When the rocker 116 and the roller 122 are in the position shown in FIG. 9, the breech block 102 cannot move toward the right. However, when the rocker 116 swings downwardly, rotating about the notch 118, the roller 122 rolls downwardly across the sear shoulder 110 until the projection 108 is free of the roller and the rocker 116, and moves rapidly under the action of the mainspring 104. As shown in FIG. 10, the roller 122 is wider than the rocker 116. The sear shoulder 110 has approximately the same width as the rocker 116 and the ends of the roller 122 engage the rear side 132 of the cavity 134 in the frame to guide the roller 122.
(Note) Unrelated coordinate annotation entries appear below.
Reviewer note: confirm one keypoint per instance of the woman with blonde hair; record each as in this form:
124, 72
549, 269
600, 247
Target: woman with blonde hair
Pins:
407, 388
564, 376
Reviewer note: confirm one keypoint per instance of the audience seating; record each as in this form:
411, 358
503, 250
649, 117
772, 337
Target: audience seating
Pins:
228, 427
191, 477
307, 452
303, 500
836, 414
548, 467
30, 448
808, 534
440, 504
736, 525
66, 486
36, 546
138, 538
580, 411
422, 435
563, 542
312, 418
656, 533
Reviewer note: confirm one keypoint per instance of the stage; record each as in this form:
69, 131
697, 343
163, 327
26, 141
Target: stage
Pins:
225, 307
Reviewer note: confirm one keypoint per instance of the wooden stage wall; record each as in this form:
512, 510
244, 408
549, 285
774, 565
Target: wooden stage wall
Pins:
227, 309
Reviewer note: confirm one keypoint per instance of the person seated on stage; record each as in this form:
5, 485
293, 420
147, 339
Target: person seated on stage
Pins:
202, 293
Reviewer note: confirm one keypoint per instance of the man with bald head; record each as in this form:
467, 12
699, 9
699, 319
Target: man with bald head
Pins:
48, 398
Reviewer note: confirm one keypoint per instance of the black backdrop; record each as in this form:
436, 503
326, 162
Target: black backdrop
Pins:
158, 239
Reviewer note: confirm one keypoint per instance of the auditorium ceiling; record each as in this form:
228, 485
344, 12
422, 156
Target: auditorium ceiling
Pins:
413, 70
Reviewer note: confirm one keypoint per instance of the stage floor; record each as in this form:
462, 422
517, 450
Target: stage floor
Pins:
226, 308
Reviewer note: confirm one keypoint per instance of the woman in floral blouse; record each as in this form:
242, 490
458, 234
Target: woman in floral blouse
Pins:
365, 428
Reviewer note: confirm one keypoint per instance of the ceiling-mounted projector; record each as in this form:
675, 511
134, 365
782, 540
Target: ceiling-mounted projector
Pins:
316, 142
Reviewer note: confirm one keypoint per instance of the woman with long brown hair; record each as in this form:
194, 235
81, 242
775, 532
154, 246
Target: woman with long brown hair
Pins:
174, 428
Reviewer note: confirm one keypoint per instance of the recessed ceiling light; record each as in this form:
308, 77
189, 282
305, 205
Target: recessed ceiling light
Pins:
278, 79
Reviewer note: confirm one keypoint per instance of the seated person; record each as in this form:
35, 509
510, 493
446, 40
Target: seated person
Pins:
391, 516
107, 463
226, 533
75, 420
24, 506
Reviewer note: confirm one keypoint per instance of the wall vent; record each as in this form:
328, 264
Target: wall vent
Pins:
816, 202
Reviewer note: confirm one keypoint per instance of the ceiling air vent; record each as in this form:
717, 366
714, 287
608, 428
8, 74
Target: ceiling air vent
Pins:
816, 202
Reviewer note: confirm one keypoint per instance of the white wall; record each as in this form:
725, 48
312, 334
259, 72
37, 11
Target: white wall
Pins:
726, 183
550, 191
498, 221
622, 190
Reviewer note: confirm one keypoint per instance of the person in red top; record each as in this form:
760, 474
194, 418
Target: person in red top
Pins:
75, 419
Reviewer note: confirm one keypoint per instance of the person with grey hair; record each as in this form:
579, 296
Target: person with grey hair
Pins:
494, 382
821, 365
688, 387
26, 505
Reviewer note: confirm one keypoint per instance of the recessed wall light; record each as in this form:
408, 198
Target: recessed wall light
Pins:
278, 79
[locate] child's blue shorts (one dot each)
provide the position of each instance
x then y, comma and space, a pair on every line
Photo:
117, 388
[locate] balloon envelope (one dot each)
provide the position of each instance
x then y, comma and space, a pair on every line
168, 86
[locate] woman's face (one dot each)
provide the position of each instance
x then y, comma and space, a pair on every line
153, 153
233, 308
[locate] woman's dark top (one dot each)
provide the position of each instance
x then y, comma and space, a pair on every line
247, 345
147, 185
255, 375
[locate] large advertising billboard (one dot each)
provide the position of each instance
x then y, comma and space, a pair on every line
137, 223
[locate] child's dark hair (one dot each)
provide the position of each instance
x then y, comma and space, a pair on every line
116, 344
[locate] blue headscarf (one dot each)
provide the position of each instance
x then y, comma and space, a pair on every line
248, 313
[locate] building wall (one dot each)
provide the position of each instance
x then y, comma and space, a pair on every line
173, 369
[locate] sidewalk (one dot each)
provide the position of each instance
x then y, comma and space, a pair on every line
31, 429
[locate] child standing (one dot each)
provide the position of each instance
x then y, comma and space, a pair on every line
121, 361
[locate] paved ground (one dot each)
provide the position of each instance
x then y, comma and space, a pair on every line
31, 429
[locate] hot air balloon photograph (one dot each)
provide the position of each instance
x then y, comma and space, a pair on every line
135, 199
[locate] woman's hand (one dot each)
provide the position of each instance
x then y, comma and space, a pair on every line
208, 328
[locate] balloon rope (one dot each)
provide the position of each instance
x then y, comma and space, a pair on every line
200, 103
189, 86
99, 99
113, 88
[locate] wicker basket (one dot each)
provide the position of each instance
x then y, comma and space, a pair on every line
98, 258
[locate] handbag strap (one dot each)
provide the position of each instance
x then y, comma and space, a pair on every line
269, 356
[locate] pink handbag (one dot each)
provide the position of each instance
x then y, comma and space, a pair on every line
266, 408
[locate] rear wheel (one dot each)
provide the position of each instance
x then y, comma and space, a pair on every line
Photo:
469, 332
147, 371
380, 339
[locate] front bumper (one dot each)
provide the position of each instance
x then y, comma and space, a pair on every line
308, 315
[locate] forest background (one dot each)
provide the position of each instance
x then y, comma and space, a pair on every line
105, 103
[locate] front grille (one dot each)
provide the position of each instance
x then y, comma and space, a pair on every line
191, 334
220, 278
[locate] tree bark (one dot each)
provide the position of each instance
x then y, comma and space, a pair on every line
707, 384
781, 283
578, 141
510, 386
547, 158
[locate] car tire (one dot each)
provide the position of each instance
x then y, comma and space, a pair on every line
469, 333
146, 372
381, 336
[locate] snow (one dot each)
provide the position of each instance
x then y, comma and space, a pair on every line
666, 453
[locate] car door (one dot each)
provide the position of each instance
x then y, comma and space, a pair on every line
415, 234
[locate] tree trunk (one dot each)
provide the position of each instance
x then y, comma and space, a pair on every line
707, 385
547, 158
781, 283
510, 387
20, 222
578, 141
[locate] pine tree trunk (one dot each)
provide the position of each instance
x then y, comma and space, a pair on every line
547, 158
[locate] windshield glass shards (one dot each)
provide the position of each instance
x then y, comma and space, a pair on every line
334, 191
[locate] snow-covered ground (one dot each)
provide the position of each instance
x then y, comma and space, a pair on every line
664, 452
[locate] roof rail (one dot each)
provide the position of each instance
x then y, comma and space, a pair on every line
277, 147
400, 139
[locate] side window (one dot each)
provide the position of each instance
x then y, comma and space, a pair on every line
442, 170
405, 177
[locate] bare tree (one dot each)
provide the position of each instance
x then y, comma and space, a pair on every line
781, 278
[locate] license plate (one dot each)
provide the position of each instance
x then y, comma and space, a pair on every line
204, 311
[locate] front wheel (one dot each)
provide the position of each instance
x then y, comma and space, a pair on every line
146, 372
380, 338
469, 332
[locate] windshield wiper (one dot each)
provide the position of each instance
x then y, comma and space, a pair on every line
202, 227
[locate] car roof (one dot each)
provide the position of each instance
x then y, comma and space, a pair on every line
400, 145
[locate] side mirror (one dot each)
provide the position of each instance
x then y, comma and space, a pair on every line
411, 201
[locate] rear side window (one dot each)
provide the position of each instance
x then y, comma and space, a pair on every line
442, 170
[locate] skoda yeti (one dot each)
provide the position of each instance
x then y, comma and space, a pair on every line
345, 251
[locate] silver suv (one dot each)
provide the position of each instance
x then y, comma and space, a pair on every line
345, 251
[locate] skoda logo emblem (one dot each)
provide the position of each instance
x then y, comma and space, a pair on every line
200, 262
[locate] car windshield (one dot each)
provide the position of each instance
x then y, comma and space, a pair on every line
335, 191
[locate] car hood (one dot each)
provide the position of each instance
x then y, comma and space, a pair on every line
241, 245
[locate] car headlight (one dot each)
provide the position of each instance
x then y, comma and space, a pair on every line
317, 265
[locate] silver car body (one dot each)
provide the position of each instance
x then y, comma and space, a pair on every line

In operation, the breech block 102 is retracted toward the left until it reaches the position shown in FIg. 9. The spring 128 urges the rocker 116 upwardly, carrying with it the roller 122 due to the presence of the arm 124. Since the roller 122 is substantially free of stress during the cocking operation, it is capable of sliding relative to the surface 120 and the sear shoulder 110, is necessary. When the breech block 102 is released, the shoulder 110 moves with the breech block sufficiently to clamp the roller 122 between the surface 110 and the surface 120. When a force is applied to the trigger 112 causing it to pivot about the pin 114, the force is transmitted through the arm 126 to the rocker 116 and the frictional engagement between the roller and the surface 120 is sufficient to cause the roller to rotate without sliding until the projection 108 is clear of the roller and the rocker and is free to move rapidly toward the right until the firing pin 106 engages the cartridge.
Since the sear and the sear notch experience rolling motion for release, rather than relative sliding, as in conventional gun actions, the gun action of this invention provides a more uniform resistance to the pull on the trigger and has other desirable trigger characteristics. Furthermore, since relative sliding motion between elements that are loaded by large forces has been substantially eliminated, wear particularly of the sear notch or sear shoulder does not occur. This increases the life of the gun action, as well as contributing to uniform characteristics throughout the life of the gun. Another advantage of the gun action of this invention is that components of the gun action are relatively inexpensive to manufacture and do not require close tolerances, and yet improved characteristics are achieved.
While this invention has been illustrated and described in accordance with several preferred embodiments, it is recognized that variations and changes may be made therein without departing from the invention as set forth in the claims.